Actually, Campbell did not originate the basis of this system; it is a much older structure system, having been invented in the 19th century by the creators of a movement called Symbolism. (Campbell readily acknowledged this debt; see, for example, his THE MASKS OF GOD.)
In any case, the Symbolist system flourished under Campbell’s name, who became a mentor to many, just as its leaders were a guide to the playwrights and novelists in the late 19th, early 20th century. (Noted writer/teacher Christopher Vogler has also helped to popularize the mythological approach of Campbell.) It has been generally the system preferred by the more sophisticated writer.
The Campbell system, however, has the same drawback as Truby’s: it focuses almost exclusively on character and, in effect, ignores all the great stories that concentrate more on action – on plot and events – than on character, such as GULLIVER’S TRAVELS and ALICE IN WONDERLAND.
Concurrent with the above structure discoveries, luckily, John Orson Card, in his how-to book on novel writing, mentioned that a story should be divided into what he called the MICE quotient, an acronym standing for milieu, idea, character, and event. ALICE IN WONDERLAND would be an example of a milieu story; the Sherlock Holmes stories would be examples of idea stories, and so on. To Card, only two types, Character and Event, would focus on character. Yet Card elaborated no further on his “mice” observation. Thus, the man who could have solved the biggest problem in writing remained at the gate, while the rest stumbled along winning by default.
It was Card’s simple suggestion, though – that there might be four different types of stories – that ultimately inspired a fundamental principle of the JARVIS METHOD: that every story must fall under one of two categories: ACTION or THEME. It is, in fact, a principle that solves one of the biggest problems in fiction.
The JARVIS METHOD, then, blends, refines, and picks apart the foundation laid by such persons as Field, Truby, Campbell, and Card, incorporates the hands-on knowledge gained by me in years of writing and studying, and presents it in its most appropriate medium, the computer.
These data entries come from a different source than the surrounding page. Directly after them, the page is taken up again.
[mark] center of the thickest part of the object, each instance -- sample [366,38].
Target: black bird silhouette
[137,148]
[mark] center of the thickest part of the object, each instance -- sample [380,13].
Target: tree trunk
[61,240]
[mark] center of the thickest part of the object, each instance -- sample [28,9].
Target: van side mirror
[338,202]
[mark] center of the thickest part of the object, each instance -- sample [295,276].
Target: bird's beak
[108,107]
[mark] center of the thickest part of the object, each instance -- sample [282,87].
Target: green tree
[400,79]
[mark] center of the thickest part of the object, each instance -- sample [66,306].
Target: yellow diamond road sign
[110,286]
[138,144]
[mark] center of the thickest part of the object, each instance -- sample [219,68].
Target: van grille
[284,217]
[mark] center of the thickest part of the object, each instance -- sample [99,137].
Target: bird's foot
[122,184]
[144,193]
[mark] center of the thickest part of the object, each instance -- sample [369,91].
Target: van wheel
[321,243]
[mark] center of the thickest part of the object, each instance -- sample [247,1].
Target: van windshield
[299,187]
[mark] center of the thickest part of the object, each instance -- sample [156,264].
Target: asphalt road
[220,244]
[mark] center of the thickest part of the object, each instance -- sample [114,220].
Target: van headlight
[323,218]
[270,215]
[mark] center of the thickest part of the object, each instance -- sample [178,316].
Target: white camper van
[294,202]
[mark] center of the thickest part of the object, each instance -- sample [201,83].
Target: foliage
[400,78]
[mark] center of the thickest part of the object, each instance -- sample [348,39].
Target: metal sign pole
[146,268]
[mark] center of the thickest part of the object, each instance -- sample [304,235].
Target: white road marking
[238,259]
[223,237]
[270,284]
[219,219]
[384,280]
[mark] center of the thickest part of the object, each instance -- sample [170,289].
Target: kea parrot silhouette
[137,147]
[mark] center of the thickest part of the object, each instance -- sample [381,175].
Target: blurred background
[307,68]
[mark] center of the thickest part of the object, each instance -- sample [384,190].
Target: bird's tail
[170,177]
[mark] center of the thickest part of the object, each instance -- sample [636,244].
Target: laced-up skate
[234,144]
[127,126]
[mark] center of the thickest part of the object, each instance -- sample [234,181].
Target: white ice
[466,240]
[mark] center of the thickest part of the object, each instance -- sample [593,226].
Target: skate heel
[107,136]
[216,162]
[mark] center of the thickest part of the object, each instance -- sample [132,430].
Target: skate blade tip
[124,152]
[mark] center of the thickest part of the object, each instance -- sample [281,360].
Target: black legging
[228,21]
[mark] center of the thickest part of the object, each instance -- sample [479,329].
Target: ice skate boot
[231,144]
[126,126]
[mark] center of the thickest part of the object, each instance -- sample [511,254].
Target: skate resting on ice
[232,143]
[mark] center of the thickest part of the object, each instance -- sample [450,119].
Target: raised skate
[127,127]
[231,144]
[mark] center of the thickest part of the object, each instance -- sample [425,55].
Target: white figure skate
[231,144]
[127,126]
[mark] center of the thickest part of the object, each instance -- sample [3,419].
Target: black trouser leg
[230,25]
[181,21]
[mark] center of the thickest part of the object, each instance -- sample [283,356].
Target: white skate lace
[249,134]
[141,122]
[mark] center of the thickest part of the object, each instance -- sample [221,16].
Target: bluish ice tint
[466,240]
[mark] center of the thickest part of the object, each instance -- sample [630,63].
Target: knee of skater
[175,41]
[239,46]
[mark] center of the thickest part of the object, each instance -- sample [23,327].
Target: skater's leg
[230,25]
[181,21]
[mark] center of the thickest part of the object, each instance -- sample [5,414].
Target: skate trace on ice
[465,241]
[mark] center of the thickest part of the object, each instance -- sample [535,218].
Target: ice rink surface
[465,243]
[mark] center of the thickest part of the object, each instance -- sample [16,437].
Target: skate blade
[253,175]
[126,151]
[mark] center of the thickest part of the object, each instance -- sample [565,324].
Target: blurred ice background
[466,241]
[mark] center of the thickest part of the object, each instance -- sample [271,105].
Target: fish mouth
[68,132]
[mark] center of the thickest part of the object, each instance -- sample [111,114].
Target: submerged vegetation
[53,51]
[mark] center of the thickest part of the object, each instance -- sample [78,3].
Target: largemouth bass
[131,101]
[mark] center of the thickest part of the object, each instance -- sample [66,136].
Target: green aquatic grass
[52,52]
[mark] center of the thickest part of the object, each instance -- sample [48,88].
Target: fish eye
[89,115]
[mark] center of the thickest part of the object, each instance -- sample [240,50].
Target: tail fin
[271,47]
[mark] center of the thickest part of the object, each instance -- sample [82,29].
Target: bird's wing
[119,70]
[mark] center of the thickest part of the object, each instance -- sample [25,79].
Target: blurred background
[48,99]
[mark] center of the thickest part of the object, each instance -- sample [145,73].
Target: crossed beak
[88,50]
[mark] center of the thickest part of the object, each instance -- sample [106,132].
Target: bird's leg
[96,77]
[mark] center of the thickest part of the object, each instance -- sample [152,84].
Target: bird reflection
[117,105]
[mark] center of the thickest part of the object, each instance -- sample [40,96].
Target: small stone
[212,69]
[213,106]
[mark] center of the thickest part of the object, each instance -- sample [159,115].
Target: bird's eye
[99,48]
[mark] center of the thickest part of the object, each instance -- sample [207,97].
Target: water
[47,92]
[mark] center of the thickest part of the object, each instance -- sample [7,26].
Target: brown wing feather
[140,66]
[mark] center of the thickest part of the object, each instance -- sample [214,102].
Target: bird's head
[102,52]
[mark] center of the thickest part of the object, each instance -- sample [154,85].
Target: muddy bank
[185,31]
It builds on Card by recognizing that all stories cannot be character-oriented, and thus arrives at the Action and Theme Story Categories. It incorporates from Campbell and the Symbolists some basic assumptions about the mythological nature of all stories, applying those to my 12 Story Creation Steps. And it expands on the character need that Truby emphasized, by identifying it as the cornerstone of all Theme-Category stories. And although I was already aware of the importance of structure before Field came along, I owe Field a debt of gratitude for having helped to make the structure system generally an accepted principle of all fiction teaching methods.
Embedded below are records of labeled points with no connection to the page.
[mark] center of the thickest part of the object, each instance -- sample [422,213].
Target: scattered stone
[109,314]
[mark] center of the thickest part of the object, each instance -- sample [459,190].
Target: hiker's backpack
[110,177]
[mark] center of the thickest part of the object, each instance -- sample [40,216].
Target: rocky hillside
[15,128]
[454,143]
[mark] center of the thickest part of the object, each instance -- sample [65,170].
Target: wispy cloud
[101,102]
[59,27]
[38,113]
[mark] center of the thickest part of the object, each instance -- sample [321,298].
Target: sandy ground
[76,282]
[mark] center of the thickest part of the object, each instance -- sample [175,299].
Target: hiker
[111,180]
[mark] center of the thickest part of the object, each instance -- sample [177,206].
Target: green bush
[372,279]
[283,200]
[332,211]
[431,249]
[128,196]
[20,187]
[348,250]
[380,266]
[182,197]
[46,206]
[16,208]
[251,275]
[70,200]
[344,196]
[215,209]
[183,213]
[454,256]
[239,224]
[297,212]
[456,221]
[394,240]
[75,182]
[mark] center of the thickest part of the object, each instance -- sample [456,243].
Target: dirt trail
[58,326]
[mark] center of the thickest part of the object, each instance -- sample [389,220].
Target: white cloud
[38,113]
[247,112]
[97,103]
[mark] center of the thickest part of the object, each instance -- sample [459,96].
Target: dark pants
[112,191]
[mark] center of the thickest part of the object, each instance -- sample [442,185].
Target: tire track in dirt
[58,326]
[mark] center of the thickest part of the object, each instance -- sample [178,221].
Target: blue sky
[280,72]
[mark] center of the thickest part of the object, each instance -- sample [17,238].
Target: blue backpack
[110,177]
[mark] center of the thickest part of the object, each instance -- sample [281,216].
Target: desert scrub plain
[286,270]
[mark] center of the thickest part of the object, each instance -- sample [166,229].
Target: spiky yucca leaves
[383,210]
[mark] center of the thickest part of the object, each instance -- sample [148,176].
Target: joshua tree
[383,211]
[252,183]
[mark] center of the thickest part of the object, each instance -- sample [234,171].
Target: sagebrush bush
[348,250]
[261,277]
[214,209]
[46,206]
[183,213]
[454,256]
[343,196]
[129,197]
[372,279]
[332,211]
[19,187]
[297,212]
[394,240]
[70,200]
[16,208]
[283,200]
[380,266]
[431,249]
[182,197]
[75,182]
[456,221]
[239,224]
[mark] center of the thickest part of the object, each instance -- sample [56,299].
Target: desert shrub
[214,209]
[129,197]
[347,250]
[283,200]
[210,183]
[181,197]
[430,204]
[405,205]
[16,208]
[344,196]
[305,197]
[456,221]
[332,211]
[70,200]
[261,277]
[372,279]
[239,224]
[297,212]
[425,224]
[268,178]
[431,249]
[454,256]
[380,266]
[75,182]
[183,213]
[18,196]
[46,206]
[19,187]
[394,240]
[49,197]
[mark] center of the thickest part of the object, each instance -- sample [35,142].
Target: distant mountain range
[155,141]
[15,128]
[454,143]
To mold all my ideas into a sophisticated teaching system, I teamed up with Irwin Berent, an internationally published author of several books on words and word usage as well as self-improvement and various social issues. In 1993, we founded the StoryCraft Corporation which went on to produce the first version of the StoryCraft software computer program, now considered one of the leading programs for both teaching and writing professional-quality fiction. Mr. Berent and I designed the program so that it would automatically establish the precise Story Creation Steps for the particular Type of story being written. Borrowing from long-recognized lists of plot templates established by such persons as Rudyard Kipling, the JARVIS METHOD identifies and delineates 14 basic Story Types (subdivided according to Category), which serve as the cornerstone of the software program.